Opportunity Information: Apply for RFA DK 25 012
This funding opportunity is a National Institutes of Health (NIH) Notice of Funding Opportunity (NOFO) from the National Institute of Diabetes and Digestive and Kidney Diseases (NIDDK) to continue the Human Pancreas Analysis Program for Type 1 Diabetes (HPAP-T1D). It is explicitly described as a non-competitive, single-source action, meaning NIH intends to make one award to a specific organization, the University of Pennsylvania, rather than run an open competition among multiple applicants. The award mechanism is a U01 cooperative agreement (Clinical Trial Not Allowed), which signals that NIH will have substantial programmatic involvement during the project, and that the supported work is not intended to be a clinical trial.
The core purpose of the award is to sustain and advance HPAP-T1D as a major translational research resource focused on understanding type 1 diabetes in humans by studying real human pancreatic tissue and related immune compartments. The program is built around the idea that direct analysis of primary tissues from people with type 1 diabetes, people at risk for developing the disease, and appropriate age-matched controls can reveal critical details about how beta cells are lost, how immune attack is organized, and what biological pathways might be targeted to prevent, slow, or reverse disease. HPAP-T1D is also positioned as a component of the broader Human Islet Research Network (HIRN), which was established in 2014 to support collaborative, innovative research aimed at explaining human beta cell loss in type 1 diabetes and developing strategies to protect and replace functional beta cell mass.
The work supported under this continuation award centers on two major responsibilities. First, the awardee team is expected to identify, collect, and deeply characterize primary pancreatic tissues and immune cells from the target donor groups (individuals with type 1 diabetes, those at risk, and age-matched controls). This includes the operational and scientific capacity to handle the full pipeline: donor identification and coordination, tissue acquisition, standardized processing, and intensive multimodal characterization of pancreas and immune-related samples. Second, the program must analyze, organize, and broadly share the resulting data through the existing PANC DB open-access database. In practice, this means that HPAP-T1D is not only generating biological specimens and datasets, but also acting as a data and resource hub, with ongoing database building, curation, management, and dissemination so that other researchers can reuse and build on these data.

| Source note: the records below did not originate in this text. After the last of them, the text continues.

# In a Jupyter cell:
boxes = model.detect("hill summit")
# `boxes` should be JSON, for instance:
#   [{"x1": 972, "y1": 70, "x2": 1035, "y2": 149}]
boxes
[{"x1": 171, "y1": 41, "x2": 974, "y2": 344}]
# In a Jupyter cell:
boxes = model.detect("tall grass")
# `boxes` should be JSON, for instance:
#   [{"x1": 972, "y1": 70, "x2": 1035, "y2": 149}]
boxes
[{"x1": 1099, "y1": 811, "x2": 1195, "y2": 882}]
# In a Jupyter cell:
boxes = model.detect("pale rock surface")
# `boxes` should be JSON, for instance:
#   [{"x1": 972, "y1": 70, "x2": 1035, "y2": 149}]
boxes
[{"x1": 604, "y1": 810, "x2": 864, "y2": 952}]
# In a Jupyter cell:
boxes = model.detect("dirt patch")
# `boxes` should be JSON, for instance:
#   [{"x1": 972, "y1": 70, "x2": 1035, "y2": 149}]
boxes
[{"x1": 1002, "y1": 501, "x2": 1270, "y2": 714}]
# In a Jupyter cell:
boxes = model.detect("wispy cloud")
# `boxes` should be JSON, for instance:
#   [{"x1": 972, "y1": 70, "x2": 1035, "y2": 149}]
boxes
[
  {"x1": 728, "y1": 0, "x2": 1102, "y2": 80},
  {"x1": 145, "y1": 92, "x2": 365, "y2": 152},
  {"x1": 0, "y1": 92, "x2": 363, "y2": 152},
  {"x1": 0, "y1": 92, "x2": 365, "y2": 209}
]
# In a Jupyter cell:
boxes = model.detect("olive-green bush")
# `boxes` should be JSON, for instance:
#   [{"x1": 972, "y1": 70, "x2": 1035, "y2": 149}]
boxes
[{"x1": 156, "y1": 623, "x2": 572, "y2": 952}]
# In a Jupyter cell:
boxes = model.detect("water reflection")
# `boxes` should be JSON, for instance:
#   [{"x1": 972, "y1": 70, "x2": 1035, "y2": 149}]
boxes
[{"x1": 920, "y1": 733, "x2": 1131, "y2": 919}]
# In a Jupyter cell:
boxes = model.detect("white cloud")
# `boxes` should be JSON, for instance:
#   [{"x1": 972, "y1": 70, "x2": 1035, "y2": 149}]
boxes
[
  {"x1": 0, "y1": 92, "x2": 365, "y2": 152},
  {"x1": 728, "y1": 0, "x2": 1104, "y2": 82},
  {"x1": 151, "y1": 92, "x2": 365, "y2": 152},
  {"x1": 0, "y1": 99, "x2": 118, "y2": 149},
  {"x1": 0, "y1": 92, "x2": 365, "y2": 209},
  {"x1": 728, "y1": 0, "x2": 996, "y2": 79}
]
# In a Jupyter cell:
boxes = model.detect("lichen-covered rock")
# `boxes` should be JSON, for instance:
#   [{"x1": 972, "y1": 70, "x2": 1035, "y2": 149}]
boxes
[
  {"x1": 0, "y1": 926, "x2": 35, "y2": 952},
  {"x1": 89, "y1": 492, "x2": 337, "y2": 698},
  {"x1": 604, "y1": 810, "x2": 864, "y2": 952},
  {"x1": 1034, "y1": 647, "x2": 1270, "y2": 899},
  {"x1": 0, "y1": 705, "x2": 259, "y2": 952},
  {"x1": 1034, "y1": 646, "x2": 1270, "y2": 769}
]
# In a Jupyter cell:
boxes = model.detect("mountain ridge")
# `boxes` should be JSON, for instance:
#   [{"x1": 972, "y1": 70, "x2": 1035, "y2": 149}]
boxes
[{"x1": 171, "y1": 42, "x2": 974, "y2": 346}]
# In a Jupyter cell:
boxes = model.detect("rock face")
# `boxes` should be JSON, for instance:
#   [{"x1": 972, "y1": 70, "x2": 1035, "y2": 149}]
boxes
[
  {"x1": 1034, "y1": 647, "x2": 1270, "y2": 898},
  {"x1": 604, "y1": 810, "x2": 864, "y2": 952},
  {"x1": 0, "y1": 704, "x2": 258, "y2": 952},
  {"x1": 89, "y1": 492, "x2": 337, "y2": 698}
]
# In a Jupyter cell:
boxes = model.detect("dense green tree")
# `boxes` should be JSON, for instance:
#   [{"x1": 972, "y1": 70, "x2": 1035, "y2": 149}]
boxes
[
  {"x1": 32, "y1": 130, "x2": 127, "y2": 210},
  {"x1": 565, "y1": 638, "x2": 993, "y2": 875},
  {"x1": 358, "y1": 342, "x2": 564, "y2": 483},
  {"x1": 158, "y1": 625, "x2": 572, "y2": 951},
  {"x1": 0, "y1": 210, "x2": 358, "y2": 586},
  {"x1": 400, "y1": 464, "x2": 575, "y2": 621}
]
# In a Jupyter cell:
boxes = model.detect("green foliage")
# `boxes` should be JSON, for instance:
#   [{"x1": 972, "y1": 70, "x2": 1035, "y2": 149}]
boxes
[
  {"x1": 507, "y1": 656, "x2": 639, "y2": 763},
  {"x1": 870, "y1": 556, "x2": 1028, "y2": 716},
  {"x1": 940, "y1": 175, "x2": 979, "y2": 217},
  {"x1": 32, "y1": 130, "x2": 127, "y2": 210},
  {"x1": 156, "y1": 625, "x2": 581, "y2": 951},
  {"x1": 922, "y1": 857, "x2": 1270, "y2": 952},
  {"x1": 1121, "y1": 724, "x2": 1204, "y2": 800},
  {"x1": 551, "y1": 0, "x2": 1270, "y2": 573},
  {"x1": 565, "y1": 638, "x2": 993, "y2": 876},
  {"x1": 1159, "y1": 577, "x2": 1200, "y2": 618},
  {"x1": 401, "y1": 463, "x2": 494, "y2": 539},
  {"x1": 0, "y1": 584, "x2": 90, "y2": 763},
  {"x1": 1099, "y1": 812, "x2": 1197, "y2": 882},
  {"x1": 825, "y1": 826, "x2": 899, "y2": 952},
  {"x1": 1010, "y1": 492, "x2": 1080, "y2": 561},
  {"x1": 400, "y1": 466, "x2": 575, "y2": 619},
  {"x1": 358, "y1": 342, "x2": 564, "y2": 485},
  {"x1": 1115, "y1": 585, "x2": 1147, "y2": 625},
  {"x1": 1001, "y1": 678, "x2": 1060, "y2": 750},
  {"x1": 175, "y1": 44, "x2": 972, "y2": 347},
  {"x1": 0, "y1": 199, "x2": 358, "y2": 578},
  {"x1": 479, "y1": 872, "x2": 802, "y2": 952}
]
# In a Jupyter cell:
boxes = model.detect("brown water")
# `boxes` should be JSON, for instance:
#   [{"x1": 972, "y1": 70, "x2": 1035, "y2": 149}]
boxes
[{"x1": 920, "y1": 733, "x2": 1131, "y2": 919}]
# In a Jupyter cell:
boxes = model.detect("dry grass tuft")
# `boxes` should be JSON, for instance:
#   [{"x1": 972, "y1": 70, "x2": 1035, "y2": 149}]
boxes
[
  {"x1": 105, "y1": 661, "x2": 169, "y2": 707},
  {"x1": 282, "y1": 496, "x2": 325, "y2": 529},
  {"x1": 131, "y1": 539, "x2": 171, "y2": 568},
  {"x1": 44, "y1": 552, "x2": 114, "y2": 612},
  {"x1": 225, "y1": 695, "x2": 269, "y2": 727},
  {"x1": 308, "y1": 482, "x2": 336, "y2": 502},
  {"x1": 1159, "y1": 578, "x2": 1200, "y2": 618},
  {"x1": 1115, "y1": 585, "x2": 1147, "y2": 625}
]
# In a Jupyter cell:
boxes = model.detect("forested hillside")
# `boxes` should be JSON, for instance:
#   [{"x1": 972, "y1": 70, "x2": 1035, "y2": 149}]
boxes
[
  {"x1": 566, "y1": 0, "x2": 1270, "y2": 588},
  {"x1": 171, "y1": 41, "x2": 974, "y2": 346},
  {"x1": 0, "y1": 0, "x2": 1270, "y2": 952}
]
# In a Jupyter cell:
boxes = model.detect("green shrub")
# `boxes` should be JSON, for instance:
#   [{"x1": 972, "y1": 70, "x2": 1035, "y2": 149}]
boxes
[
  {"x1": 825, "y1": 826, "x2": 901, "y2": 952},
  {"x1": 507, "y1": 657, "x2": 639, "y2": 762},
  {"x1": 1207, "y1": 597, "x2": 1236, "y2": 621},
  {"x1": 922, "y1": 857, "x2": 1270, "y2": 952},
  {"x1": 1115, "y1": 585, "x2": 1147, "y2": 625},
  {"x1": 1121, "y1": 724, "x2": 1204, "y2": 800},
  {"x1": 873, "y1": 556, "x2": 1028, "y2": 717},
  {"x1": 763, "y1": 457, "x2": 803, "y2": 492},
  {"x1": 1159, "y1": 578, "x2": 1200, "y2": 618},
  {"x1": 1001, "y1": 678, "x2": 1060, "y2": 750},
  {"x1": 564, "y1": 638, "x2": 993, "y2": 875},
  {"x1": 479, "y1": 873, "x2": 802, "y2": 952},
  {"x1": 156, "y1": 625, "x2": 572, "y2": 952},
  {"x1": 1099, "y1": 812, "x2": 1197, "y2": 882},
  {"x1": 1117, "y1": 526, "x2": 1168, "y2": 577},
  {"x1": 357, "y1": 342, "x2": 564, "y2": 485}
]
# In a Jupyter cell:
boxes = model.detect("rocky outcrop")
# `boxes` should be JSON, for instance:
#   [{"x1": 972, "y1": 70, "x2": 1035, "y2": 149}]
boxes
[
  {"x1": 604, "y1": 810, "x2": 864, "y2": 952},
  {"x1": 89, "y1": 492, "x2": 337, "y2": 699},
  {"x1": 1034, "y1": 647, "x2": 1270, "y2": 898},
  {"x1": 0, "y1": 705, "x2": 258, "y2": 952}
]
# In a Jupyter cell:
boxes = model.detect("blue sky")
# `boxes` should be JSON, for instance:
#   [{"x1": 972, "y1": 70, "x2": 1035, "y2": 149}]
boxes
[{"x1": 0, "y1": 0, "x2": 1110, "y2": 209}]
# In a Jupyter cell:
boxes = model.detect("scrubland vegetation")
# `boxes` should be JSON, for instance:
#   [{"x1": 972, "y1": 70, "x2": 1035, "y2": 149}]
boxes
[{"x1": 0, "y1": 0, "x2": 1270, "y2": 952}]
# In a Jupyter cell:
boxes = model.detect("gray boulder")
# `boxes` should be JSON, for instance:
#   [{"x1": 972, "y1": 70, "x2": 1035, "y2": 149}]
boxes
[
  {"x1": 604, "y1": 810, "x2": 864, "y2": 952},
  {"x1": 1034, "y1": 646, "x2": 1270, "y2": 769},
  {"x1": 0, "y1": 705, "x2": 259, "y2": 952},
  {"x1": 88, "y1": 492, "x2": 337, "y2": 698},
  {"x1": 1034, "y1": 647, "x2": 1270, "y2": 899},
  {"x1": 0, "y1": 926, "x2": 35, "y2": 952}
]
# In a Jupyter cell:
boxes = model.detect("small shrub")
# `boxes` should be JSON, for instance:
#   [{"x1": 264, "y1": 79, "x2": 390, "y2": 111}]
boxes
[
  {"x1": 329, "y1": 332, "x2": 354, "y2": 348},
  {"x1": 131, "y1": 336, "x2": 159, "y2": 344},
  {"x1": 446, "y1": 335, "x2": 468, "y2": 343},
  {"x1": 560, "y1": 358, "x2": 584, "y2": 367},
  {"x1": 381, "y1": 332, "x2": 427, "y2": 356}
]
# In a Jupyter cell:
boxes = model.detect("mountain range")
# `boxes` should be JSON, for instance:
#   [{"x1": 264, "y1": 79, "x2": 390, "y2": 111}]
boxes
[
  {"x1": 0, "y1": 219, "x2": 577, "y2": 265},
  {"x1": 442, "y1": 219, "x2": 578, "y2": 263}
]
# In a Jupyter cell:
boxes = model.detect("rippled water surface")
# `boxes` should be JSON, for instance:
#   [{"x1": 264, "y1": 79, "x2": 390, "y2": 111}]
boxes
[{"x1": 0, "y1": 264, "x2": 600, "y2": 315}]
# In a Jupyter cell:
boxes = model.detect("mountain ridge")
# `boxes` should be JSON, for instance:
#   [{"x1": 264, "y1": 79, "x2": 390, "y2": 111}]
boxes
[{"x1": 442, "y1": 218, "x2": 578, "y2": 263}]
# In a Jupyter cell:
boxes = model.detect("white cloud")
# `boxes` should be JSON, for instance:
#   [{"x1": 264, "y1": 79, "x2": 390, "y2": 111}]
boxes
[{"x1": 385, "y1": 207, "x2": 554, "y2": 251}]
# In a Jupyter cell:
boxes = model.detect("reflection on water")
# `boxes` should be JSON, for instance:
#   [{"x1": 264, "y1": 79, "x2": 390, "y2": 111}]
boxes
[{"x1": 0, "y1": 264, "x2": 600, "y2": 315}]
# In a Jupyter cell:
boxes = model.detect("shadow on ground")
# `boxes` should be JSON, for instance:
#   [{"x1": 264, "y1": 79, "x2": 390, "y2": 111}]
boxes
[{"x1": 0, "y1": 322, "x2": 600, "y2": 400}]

Because of the breadth of the mission, the NOFO emphasizes that the supported team must collectively cover several specialized areas of expertise. These include human pancreas physiology and pathophysiology, immunology and autoimmunity as they relate to type 1 diabetes, the collection and processing of pancreatic tissues and immune compartments, multimodal analytical approaches (for example, integrating different types of molecular, cellular, and histological measurements), and robust data infrastructure skills to support database development and long-term data stewardship. The practical implication is that the program is meant to function like a coordinated platform rather than a narrow single-lab project, with integrated capabilities spanning biospecimen operations, high-dimensional biology, and open science data sharing.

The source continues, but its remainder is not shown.